Sunday, August 14, 2011

Book Review: The Paris Wife



In Hemingway's A Moveable Feast, one of my favorite novels, Hadley Hemingway is a strong, straight presence, all tan limbs, but not sexy, just motherly, and strong. I always liked her and felt for her. After all Hemingway ultimately leaves her, and she commits an almost unforgivable deed--en route to Switzerland to meet him on vacation, she packs, then loses every copy of the manuscript of his novel, as well as all the stories he was working on.
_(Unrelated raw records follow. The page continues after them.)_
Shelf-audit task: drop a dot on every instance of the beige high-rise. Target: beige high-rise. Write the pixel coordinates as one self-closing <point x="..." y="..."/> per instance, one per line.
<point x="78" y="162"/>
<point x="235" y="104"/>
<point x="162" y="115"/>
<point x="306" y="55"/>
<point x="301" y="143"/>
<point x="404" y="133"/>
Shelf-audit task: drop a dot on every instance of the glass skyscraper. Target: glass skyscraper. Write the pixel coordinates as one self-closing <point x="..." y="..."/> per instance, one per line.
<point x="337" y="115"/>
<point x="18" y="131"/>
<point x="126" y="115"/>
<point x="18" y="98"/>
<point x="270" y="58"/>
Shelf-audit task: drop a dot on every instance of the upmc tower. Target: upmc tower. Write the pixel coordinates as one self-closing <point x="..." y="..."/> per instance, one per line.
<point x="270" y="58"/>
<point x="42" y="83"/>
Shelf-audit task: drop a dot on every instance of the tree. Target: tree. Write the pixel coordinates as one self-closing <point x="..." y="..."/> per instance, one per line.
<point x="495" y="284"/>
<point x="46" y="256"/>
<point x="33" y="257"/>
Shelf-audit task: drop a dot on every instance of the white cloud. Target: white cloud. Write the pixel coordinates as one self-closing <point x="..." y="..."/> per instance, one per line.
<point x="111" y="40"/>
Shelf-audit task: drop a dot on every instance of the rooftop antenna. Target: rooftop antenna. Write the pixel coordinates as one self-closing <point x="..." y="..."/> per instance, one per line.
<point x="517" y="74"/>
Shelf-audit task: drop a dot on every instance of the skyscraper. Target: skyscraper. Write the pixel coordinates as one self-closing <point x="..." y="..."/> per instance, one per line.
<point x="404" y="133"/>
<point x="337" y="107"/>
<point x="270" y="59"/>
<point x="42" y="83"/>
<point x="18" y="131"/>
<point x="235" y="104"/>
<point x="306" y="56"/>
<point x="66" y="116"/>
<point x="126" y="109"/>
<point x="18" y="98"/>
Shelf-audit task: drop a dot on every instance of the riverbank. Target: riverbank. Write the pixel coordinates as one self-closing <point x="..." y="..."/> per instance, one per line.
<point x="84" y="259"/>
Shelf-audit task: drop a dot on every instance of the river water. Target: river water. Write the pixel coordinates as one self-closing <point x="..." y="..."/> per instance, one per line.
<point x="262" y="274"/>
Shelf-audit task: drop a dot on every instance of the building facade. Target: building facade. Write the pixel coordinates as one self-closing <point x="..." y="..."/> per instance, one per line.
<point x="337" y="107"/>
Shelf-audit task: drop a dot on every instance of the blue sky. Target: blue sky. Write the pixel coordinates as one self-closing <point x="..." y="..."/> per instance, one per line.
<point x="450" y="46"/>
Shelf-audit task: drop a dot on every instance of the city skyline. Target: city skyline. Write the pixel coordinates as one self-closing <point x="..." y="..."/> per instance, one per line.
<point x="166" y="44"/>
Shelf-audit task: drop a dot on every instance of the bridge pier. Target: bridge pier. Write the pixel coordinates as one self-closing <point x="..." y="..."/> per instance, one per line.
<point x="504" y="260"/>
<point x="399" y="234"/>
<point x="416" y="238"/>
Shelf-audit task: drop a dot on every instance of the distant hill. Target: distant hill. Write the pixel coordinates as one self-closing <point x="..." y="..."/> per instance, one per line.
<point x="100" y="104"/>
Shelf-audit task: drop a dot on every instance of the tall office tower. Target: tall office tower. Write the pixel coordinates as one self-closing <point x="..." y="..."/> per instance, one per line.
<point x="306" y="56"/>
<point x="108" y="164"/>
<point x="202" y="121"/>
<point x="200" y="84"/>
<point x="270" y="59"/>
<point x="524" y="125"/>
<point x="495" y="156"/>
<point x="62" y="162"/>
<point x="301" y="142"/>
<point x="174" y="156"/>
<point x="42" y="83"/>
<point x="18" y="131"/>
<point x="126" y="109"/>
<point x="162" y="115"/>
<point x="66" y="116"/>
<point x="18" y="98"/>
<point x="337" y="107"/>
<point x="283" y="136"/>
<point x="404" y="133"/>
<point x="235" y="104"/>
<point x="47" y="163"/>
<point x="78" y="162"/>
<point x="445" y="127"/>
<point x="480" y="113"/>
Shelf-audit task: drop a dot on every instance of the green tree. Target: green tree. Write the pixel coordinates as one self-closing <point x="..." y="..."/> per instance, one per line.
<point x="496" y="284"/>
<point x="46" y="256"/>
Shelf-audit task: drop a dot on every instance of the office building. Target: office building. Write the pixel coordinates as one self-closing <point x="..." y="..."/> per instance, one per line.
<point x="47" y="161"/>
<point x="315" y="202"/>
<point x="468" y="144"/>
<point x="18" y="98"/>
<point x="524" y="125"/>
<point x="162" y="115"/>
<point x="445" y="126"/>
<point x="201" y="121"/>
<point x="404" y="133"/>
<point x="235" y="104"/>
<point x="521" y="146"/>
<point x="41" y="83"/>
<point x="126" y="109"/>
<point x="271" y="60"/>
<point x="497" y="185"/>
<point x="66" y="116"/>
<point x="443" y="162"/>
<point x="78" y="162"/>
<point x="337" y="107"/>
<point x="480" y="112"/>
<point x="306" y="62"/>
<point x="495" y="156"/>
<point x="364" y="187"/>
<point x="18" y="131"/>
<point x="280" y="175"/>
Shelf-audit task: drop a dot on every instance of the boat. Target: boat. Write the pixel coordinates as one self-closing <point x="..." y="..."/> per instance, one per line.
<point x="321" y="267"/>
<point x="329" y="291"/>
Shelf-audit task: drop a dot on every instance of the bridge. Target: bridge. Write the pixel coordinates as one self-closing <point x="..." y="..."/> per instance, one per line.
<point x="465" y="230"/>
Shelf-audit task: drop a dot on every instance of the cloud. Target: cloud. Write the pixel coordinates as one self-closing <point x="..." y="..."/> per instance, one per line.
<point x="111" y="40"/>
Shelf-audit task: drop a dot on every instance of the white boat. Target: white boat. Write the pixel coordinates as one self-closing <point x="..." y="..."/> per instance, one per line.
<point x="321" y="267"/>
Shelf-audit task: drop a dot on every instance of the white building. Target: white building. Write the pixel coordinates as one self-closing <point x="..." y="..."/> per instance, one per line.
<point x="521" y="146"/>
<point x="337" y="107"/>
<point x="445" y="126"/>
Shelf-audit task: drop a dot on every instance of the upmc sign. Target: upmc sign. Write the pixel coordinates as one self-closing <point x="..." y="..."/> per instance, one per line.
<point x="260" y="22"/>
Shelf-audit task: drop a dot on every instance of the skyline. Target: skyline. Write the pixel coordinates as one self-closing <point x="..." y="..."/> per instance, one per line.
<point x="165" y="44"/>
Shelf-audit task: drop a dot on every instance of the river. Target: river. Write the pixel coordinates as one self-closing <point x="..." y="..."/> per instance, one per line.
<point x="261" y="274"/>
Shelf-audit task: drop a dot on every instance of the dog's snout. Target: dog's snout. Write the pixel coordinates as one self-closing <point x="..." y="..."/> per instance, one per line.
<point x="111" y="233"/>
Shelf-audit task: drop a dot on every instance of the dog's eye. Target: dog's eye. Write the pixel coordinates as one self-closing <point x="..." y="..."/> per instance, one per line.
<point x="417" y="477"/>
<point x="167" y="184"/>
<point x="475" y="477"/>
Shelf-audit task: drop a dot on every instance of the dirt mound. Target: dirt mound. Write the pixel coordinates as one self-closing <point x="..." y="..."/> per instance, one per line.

I say almost unforgivable...but I don't know, for a writer, if a screw up of that magnitude could ever be forgiven or forgotten.

The Paris Wife is a new novel by Paula McClain that tells the story of A Moveable Feast from Hadley's point of view. Aside from aping Hemingway's style of writing from the earlier novel (which I find a little annoying), the story is fascinating. And the later chapters, as Hem and Hadley's relationship begins to fall apart and Hem falls for Hadley's friend Pauline, broke my heart.

A Moveable Feast was always an idealized memory of a time long past--with the bad bits (and Hemingway's own fault in them) glossed over. Or at least that's what I always thought. A Paris Wife gives us a another viewpoint...that perhaps that's how Hemingway viewed himself during those tumultuous months...a victim of circumstance. But at the end, McClain grants him awareness as well as absolution, before the final tragedy of his death by suicide.

A Paris Wife is a vividly drawn recreation of life in Paris, and those early passionate years before Hadley's husband became Ernest Hemingway.